Молодые все до одного разбежались. «Бежали-бежали, — говорит летописец, — многие, ни до чего не добежав, венец приняли; многих изловили и заключили в узы; сии почитали себя благополучными». До̀ма остались только старики да малые дети, у которых не было ног, чтоб бежать. На первых порах оставшимся полегчало, потому что доля бежавших несколько увеличила долю остальных. Таким образом прожили еще с неделю, но потом опять стали помирать. Женщины выли, церкви переполнились гробами, трупы же людей худородных валялись по улицам неприбранные. Трудно было дышать в зараженном воздухе; стали опасаться, чтоб к голоду не присоединилась еще чума, и для предотвращения зла сейчас же составили комиссию, написали проект об устройстве
К довершению бедствия, глуповцы взялись за ум. По вкоренившемуся исстари крамольническому обычаю, собрались они около колокольни, стали судить да рядить и кончили тем, что выбрали из среды своей ходока — самого древнего в целом городе человека, Евсеича. Долго кланялись и мир, и Евсеич друг другу в ноги: первый просил послужить, второй просил освободить. Наконец мир сказал:
— Сколько ты, Евсеич, на свете годов живешь, сколько начальников видел, а все жив состоишь!
Тогда и Евсеич не вытерпел.
— Много годов я выжил! — воскликнул он, внезапно воспламенившись. — Много начальников видел! Жив есмь!
И, сказавши это, заплакал. «Взыграло древнее сердце его, чтобы послужить», — прибавляет летописец. И сделался Евсеич ходоком, и положил в сердце своем искушать бригадира до трех раз.
— Ведомо ли тебе, бригадиру, что мы здесь целым городом сироты помираем? — так начал он свое первое искушение.
— Ведомо, — ответствовал бригадир.
— И то ведомо ли тебе, от чьего бездельного воровства такой обычай промеж нас учинился?
— Нет, не ведомо.
Первое искушение кончилось. Евсеич воротился к колокольне и отдал миру подробный отчет. «Бригадир же, видя таковое Евсеича ожесточение, весьма убоялся», — говорит летописец.
Через три дня Евсеич явился к бригадиру во второй раз, «но уже прежний твердый вид утерял».
— С правдой мне жить везде хорошо! — сказал он, — ежели мое дело справедливое, так ссылай ты меня хоть на край света, — мне и там с правдой будет хорошо!
— Это точно, что с правдой жить хорошо, — отвечал бригадир, — только вот я какое слово тебе молвлю: лучше бы тебе, древнему старику, с правдой дома сидеть, чем беду на себя наклика̀ть!
— Нет! мне с правдой дома сидеть не приходится! потому она, правда-матушка, непоседлива!
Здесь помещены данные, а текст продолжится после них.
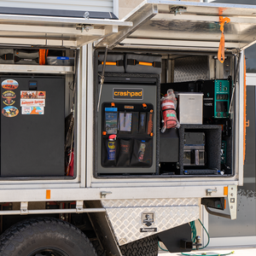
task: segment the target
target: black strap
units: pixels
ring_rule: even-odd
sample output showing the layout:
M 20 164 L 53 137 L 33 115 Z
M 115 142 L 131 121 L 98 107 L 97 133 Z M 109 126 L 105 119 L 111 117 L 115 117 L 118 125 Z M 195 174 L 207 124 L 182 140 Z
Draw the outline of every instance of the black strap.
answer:
M 6 55 L 0 56 L 0 58 L 4 61 L 12 61 L 12 60 L 14 60 L 14 55 L 13 54 L 6 54 Z
M 108 61 L 107 61 L 108 62 Z M 120 66 L 124 66 L 124 60 L 119 60 L 119 61 L 110 61 L 109 62 L 115 62 L 116 63 L 116 66 L 118 67 L 120 67 Z M 98 65 L 102 65 L 102 61 L 98 61 Z
M 143 62 L 147 62 L 147 61 L 143 61 Z M 148 63 L 152 63 L 152 67 L 162 67 L 162 63 L 160 61 L 154 61 L 154 62 L 148 62 Z M 137 60 L 133 60 L 133 59 L 127 59 L 127 65 L 131 65 L 131 66 L 135 66 L 135 65 L 138 65 L 139 61 Z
Ты глядишь: как бы в избу да на полати влезти, ан она, правда-матушка, из избы вон гонит… вот что̀!
— Что ж! по мне пожалуй! Только как бы ей, правде-то твоей, не набежать на рожон!
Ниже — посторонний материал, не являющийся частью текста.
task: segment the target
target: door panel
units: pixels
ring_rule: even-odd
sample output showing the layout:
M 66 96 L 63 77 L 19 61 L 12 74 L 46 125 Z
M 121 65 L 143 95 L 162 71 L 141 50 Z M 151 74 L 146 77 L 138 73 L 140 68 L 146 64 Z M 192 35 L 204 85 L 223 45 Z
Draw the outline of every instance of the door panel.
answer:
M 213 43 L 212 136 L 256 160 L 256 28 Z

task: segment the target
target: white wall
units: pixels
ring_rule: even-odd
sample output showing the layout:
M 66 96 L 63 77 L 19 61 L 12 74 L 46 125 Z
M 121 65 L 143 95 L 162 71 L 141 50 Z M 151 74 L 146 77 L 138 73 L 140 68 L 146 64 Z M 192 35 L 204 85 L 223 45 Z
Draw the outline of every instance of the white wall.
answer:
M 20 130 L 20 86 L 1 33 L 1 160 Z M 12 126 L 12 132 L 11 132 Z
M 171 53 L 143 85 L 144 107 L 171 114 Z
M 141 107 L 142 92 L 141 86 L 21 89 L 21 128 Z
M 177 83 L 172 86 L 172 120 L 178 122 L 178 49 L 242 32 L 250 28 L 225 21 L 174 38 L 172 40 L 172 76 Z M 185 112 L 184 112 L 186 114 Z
И второе искушение кончилось. Опять воротился Евсеич к колокольне, и вновь отдал миру подробный отчет. «Бригадир же, видя Евсеича о правде безнуждно беседующего, убоялся его против прежнего не гораздо», — прибавляет летописец. Или, говоря другими словами, Фердыщенко понял, что ежели человек начинает издалека заводить речь о правде, то это значит, что он сам не вполне уверен, точно ли его за эту правду не посекут.
Еще через три дня Евсеич пришел к бригадиру в третий раз и сказал:
— А ведомо ли тебе, старому псу…
Но не успел он еще порядком рот разинуть, как бригадир, в свою очередь, гаркнул:
— Одеть дурака в кандалы!
Надели на Евсеича арестантский убор и, «подобно невесте, навстречу жениха грядущей», повели, в сопровождении двух престарелых инвалидов, на съезжую. По мере того как кортеж приближался, толпы глуповцев расступались и давали дорогу.
— Небось, Евсеич, небось! — раздавалось кругом, — с правдой тебе везде будет жить хорошо!